POLAND: A New Party Boss Takes Charge
As a few strikes persist and workers launch free unions
The three-room flat in a crumbling pre-war building in central Warsaw normally houses a family of five. Last week it was suddenly transformed into the bustling headquarters of Warsaw's new independent trade union. Day after day, a steady stream of workers flowed through the kitchen to sign up for membership. In the back bedroom, beneath a photograph of Pope John Paul II, workers sat at a round table discussing union organization with intellectuals and lawyers who had volunteered to advise them. The commotion did not bother Stanislawa Runowska, 68, a round-faced woman who lives in the flat with her daughter and three other relatives. "It is all for the good of the Polish nation," she explained with a smile. "We are patriots."
Similar scenes were taking place elsewhere in the country as workers scrambled to form the independent unions they had been promised by the government in a series of extraordinary strike settlements.

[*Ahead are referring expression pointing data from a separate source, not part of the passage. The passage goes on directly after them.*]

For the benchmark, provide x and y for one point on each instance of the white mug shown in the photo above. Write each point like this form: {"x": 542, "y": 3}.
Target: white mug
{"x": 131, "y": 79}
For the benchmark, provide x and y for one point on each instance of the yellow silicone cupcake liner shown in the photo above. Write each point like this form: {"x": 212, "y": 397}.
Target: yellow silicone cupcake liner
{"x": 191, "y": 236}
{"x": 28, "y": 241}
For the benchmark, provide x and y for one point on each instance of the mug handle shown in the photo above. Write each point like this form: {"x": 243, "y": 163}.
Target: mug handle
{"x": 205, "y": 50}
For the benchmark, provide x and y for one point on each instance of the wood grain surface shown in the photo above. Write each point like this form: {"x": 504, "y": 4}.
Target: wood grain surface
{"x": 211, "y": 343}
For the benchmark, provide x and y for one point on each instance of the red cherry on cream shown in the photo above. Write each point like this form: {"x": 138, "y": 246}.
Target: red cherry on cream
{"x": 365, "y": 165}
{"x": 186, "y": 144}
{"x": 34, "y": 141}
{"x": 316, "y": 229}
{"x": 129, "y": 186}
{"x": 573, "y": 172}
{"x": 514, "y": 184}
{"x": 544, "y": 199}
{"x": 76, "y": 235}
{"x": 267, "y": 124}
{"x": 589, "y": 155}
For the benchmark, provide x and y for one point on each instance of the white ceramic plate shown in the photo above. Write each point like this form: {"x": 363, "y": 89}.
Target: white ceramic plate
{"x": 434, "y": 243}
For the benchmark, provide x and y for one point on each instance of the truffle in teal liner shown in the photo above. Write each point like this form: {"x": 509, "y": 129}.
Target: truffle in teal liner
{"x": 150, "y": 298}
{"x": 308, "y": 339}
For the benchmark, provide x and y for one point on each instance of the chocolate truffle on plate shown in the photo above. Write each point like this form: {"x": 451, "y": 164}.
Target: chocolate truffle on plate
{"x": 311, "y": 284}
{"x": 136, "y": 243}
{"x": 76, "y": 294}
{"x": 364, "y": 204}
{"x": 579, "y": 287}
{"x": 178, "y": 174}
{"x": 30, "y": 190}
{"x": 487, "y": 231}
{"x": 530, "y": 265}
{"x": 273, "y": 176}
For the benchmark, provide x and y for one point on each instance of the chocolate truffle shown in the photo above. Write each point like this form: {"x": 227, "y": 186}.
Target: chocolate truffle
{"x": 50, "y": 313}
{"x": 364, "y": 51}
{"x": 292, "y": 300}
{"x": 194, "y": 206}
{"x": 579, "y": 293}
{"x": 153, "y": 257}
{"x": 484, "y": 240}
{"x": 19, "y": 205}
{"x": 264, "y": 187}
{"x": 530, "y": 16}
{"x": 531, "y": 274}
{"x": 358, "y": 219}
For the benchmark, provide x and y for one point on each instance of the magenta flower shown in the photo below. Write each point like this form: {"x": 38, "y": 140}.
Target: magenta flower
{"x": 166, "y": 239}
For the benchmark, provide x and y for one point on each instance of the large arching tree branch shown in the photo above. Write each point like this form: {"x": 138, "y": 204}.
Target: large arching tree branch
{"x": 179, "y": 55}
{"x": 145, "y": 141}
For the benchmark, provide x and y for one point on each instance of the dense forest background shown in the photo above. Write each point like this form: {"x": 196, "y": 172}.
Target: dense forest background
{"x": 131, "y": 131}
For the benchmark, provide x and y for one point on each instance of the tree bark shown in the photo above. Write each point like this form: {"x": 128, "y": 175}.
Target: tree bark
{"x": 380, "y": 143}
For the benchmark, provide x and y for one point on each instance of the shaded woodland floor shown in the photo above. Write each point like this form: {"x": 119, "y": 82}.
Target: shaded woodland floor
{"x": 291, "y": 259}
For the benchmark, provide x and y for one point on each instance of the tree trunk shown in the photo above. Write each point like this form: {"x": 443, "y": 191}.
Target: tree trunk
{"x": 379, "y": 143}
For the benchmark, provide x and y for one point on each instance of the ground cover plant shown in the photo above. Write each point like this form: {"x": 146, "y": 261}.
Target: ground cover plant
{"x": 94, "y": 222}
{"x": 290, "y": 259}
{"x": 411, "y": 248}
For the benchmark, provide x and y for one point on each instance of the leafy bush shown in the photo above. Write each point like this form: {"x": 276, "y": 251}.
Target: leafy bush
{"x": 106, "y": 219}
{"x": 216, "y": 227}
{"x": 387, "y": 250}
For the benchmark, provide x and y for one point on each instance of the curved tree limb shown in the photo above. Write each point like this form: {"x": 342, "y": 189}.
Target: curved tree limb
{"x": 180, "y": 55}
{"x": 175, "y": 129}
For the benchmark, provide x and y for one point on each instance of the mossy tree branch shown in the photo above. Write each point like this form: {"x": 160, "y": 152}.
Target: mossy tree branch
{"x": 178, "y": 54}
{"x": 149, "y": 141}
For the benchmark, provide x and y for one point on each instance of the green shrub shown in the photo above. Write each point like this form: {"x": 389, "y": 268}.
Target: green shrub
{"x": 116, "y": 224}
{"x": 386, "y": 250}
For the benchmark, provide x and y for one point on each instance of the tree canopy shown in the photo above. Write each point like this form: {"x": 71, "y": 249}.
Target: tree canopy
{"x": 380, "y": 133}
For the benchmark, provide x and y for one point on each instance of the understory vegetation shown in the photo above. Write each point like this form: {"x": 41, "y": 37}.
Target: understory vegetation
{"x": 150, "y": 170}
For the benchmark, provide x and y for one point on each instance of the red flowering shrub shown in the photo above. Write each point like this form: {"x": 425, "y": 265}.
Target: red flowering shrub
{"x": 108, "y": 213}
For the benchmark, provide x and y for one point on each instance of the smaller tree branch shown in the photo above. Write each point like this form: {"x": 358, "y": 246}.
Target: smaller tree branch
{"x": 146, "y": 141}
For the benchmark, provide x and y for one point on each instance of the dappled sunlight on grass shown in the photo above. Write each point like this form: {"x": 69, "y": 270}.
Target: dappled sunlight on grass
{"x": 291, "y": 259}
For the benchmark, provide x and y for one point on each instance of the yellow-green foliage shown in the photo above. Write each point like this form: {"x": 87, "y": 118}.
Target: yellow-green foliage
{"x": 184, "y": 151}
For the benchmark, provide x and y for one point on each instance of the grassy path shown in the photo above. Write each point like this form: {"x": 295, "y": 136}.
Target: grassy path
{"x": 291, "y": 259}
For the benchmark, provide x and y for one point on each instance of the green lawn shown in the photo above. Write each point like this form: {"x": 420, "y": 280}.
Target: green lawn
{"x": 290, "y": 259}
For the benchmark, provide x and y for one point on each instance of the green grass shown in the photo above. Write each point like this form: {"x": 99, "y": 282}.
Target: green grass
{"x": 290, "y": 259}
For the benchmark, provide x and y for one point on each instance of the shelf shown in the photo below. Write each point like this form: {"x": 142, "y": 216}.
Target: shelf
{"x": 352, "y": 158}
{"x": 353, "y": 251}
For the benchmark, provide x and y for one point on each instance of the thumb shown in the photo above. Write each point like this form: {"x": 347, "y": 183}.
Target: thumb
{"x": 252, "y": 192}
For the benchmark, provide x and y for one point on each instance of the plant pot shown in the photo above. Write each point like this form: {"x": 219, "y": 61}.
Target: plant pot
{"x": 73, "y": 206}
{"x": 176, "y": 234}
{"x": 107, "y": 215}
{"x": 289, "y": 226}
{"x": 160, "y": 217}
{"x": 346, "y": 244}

Negotiated separately in Gdansk, Szczecin and Jastrzebie, the accords had ended the country's major strikes after two months of labor turmoil. Now the workers were seeking the fruits of their hard-won victory. In Gdansk, the union headed by Lech Walesa, leader of the Lenin Shipyard strike, was already operating out of its new headquarters in the busy Baltic port. In the capital, faculty members of Warsaw University were organizing a teachers' union. The Szczecin-based board of the Polish seamen and dockworkers was planning to submit a motion of secession from the party-controlled Central Council of Trade Unions (C.R.Z.Z.).
Such mass defections threatened to reduce the government's official labor organizations to empty administrative shells. Seeking to avoid that eventuality, newly installed C.R.Z.Z. Chairman Romuald Jankowski called for sweeping reforms aimed at turning the existing bodies into "independent and self-governing organizations for working people." He appealed to workers to remain in the old unions, elect new leaders, and "help us change our policy."
But few workers seemed willing to renounce the right to create their own unions. On the contrary, scattered strikes broke out in more than a dozen factories as skeptical workers demanded assurances that the major agreements signed elsewhere also applied to them.